Em janeiro de 1978, Barbosa tirou uma licença do trabalho na Suderj e foi contratado pelo Auto Esporte, de João Pessoa, para comandar o clube no Campeonato Paraibano. O presidente Aderbal Cavalcante trouxe vários jogadores do futebol baiano e mesclou com a base de outros anos que tinha os jogadores Neinha, Anselmo, Espinheira, Ênio, Félix, Jaiminho. O primeiro teste seria um jogo-treino contra o clube amador Internacional de Cruz das Armas, só que esse clube amador estava sem goleiro.

Foi aí que Nelvique – jogador do Auto Esporte e que tinha passado pelo Internacional – teve uma ideia que sacudiu o futebol paraibano. Convidou o radialista João Camurça para ser o goleiro do Internacional naquele amistoso. João havia chegado em João Pessoa para trabalhar na rádio Arapuan e era o goleiro do time da Associação dos Cronistas Esportivos da Paraíba, tinha dividido parte da juventude na Marinha e na equipe juvenil do Riachuelo, em Natal.

João Camurça topou o desafio e foi ser o arqueiro naquela peleja realizada no Estádio Leonardo Vinagre da Silveira, também conhecido como Estádio da Graça. O Internacional se agigantou e foi logo abrindo o placar. O Autinho tentou muito empatar a partida, mas João Camurça fechou a baliza com defesas incríveis. Aí, no final da partida, o juiz marcou um pênalti duvidoso para enfim o clube automobilista empatar.

 

Crédito: arquivo pessoal

Crédito: arquivo pessoal

 

Moacyr Barbosa ficou encantado com o desempenho e as defesas acrobáticas de Camurça.
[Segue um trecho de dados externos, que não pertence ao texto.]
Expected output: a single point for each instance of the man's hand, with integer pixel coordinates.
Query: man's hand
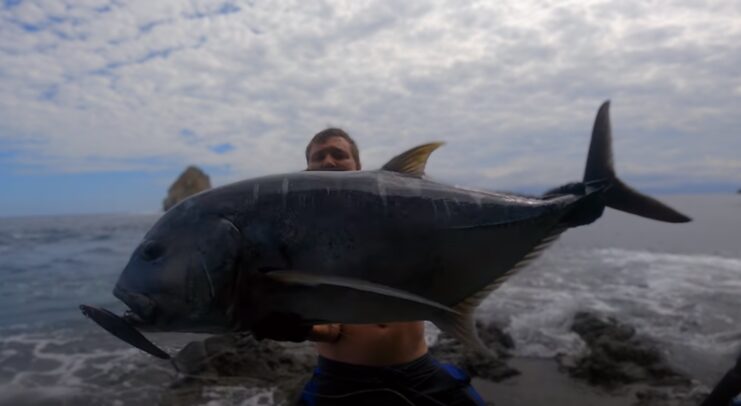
(289, 327)
(327, 333)
(282, 327)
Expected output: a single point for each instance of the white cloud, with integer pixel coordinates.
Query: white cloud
(101, 86)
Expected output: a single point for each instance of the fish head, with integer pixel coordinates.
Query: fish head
(175, 277)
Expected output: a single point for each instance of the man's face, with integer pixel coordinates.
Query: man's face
(333, 155)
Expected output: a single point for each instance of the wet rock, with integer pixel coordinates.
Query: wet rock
(617, 356)
(681, 396)
(190, 182)
(448, 349)
(238, 361)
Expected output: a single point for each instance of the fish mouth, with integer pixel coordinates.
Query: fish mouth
(142, 310)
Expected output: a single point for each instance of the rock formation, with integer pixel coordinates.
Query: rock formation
(190, 182)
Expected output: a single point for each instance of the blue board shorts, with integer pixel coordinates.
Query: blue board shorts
(423, 381)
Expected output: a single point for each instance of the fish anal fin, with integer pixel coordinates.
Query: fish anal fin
(310, 279)
(413, 161)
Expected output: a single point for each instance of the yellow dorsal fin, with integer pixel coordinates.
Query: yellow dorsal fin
(413, 161)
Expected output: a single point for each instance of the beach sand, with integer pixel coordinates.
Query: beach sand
(541, 383)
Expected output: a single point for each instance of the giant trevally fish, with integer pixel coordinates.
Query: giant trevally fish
(352, 247)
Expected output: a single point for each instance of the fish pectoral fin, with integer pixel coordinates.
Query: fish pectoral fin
(123, 330)
(307, 279)
(412, 162)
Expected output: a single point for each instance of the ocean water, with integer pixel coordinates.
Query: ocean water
(679, 285)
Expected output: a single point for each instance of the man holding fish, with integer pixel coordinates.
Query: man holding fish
(370, 364)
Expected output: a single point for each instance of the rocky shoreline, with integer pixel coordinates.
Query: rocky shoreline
(617, 364)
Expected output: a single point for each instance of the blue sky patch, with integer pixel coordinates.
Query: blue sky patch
(222, 148)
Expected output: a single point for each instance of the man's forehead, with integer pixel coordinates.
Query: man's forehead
(336, 142)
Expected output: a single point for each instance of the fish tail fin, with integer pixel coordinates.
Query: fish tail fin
(599, 174)
(601, 186)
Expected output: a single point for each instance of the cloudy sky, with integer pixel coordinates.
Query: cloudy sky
(103, 103)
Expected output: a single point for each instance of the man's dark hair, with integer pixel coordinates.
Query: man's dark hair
(322, 136)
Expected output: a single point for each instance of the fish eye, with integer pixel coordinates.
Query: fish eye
(151, 250)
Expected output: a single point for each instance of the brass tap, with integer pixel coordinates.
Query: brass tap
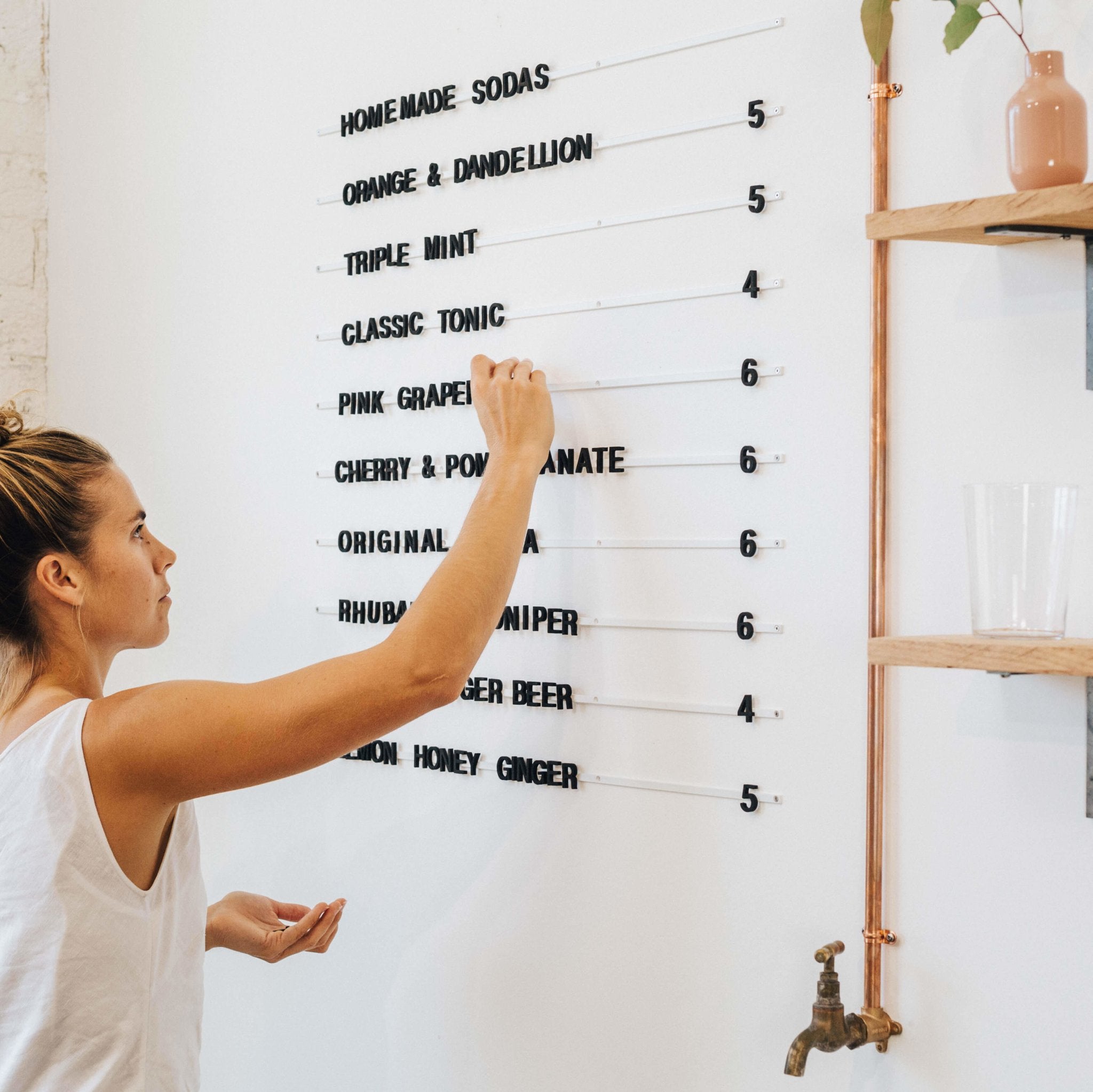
(831, 1028)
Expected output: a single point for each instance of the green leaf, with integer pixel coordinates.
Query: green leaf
(877, 25)
(959, 29)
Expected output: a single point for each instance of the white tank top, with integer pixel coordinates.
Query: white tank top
(101, 983)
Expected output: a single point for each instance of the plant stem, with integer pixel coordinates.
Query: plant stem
(1020, 33)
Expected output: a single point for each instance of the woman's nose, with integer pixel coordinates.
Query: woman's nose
(165, 556)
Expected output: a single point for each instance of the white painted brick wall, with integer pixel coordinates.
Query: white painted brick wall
(25, 35)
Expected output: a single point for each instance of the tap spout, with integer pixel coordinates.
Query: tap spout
(799, 1052)
(832, 1028)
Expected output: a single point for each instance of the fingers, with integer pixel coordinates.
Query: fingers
(326, 944)
(321, 933)
(292, 936)
(289, 911)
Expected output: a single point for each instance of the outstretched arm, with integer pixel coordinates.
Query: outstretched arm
(176, 740)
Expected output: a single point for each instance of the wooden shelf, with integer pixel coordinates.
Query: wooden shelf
(1066, 657)
(965, 221)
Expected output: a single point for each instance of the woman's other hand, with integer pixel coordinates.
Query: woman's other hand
(256, 926)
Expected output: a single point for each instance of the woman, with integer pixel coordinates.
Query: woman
(103, 918)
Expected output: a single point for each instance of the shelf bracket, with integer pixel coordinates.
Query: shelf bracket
(1089, 313)
(1089, 748)
(1053, 232)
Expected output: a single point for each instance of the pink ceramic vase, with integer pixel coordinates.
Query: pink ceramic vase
(1045, 127)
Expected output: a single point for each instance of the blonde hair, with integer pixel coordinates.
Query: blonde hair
(45, 507)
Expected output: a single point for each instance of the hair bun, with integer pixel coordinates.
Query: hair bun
(11, 423)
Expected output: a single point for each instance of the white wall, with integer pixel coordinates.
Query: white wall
(502, 936)
(23, 100)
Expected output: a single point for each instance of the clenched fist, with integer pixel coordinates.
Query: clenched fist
(514, 409)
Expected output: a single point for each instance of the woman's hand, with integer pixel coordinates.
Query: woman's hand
(256, 926)
(514, 409)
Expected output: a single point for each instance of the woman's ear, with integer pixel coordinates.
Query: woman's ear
(61, 578)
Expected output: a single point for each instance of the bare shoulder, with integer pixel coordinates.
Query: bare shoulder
(36, 706)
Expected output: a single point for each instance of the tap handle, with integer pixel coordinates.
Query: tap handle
(829, 953)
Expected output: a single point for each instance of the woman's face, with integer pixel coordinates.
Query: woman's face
(126, 601)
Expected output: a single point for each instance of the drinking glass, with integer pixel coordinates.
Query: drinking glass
(1020, 539)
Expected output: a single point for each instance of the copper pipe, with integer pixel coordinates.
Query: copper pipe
(878, 532)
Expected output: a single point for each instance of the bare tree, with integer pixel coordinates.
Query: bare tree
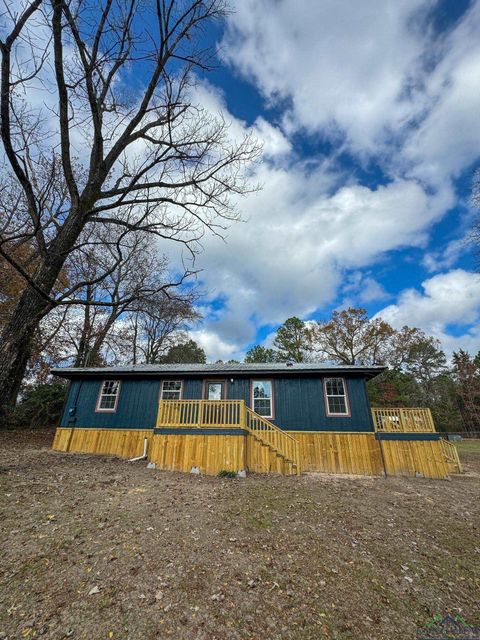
(159, 323)
(139, 276)
(113, 138)
(350, 337)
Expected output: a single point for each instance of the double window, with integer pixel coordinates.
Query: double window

Foi falar com Haroldo Navarro, diretor de futebol do Auto, para contratarem aquele goleiro. Haroldo ainda tentou alertar Barbosa: “mas ele não é jogador, ele é radialista”. Barbosa soltou uma réplica capaz de convencer qualquer um: “fui goleiro e reconheço um bom de longe”.

Naquele momento, o rádio paraibano perdia um grande narrador e o futebol ganhava um excelente goleiro. Contudo, logo nos primeiros meses João teve um problema nos meniscos e seu “olheiro” não estava suportando a solidão do quarto de hotel e a imensa saudade do Rio de Janeiro. A passagem de Barbosa na Paraíba durou apenas 60 dias e ele voltou para o Rio de Janeiro.

Imediatamente, a diretoria do Auto Esporte trouxe o treinador Paulo Mendes, que tinha várias passagens pelos times paraibanos. Mendes foi logo declarando que seu goleiro titular seria George e que João Camurça como goleiro era um ótimo narrador. Camurça não gostou da declaração do treinador e também deixou o Auto Esporte. Talvez o destino quisesse apenas ouvir as belas narrações de gols dele ao invés de vê-lo buscar as bolsas nas redes.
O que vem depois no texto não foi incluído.